1. Everyone who has ever accused me of being self destructive was pissed off at me for putting me before them.
2. old people brag about wisdom because everything else is going to hell on them.
3. fashion tip: go down to the dock…look at what the hookers are wearing…and don’t wear that.
4. more fashion: I wonder which guys are walking through walmart, see the lingerie, and thinks “my girlfriend/wife/boyfriend would so love that”
5. If I tell roscoe (see previous post) that max “linked” to him maybe he’ll take it sexually and go after HER ankle.
6. It’s unfair I had to work today, even if yesterdays slothfulness caused it. God didn’t have to work on Sunday, and he has proven to be nearly worthless.
7. Starbucks closed it’s store in the forbidden city because people thought it “marred” a historical site…only approximately 13,000 more to go. Woohoo.
8. I wonder why running students over with tanks in Tianamen Square didn’t “mar” that historical site.
9. If we could harness the hot air coming from the mouths of politicians and turn it into an energy source, we would never need fossil fuels again.
10. I bet humans taste better than they look. Except Salma Hayek.
11. for the first time i was “hit” more by search engines than referrers. I wonder if that means I’m now hated everywhere.
12. My uncle glen died today. Being in your forties seems to make this occur a lot more. That makes 7 in two years.
13. I’ve decided to start wearing a kilt. I look great in knee socks, and it will facilitate my efforts to revitalize the lost art of mooning.
14. Vote Grape!!!! I’ve decided the official wine for my campaign will be anything with a screw on lid… no cheap funky tasting corks for my supporters.
15. I once rode a rodeo bull. Well, sort of. It was open the gate fall off as i recall. Drinking does not help one make good choices, btw
16. It also does not make you charming. It does make you more tolerable to other drunks though.

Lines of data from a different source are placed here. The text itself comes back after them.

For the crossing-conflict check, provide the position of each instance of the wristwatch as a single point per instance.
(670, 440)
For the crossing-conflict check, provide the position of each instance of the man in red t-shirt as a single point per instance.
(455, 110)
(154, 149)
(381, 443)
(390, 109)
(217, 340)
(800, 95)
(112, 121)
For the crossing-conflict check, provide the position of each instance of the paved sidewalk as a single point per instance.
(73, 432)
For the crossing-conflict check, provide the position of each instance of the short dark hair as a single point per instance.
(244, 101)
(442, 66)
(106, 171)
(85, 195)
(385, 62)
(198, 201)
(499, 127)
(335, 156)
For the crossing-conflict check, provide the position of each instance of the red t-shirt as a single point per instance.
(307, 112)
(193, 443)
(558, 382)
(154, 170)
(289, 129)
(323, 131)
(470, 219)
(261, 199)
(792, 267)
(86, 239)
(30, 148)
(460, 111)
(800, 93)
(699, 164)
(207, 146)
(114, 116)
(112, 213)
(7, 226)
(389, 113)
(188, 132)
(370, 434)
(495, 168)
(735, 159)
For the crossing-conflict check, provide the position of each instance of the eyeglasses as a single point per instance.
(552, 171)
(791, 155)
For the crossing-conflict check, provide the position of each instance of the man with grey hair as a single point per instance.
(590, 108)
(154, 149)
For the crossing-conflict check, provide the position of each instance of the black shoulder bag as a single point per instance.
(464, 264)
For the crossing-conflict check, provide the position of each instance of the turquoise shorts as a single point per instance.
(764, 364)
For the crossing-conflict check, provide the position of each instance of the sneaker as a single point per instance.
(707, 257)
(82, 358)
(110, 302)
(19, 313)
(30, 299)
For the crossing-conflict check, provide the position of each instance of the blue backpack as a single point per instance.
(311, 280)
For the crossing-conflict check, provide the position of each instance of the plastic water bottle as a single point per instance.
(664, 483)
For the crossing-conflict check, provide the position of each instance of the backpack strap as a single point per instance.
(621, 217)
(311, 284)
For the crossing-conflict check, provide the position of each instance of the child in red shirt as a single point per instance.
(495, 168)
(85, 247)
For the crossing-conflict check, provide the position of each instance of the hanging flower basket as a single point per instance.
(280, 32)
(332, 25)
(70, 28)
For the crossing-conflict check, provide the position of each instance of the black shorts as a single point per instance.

17. A good diet, regular sleep schedule, and a low stress existence increases your chances of being able to wear a diaper, and be abused in a nursing home for several years instead of only a couple.
18. To give away to good home. one rabbit. He is vicious, perverted, and cranky as hell. Tranquilizer gun and 12 darts included. Call anytime after 6.
19. Pauliacs make me laugh a lot, but some of his followers are kind of bright. Which leaves you wondering what the hell is Tsoldrin smoking, anyways?
20. Someday you will look back on the time you spent reading the criminy infestation, and wonder why the hell you didn’t spend more time clipping your nails.
21. Have a good week. Make a difference. Eat something thats bad for you. Avoid assholes (my readership will decline),and smile more than you did this week.Treat someone you like to an ice cream. tell someone you don;t like the truth about how you feel about them and why. Wait for the swelling to go down and then tell them again. Persistence is always respected.
ps I went to Susan the astrologer nutbags blog. She pegged me on the love thing…missed by several miles on everything else. Another hack.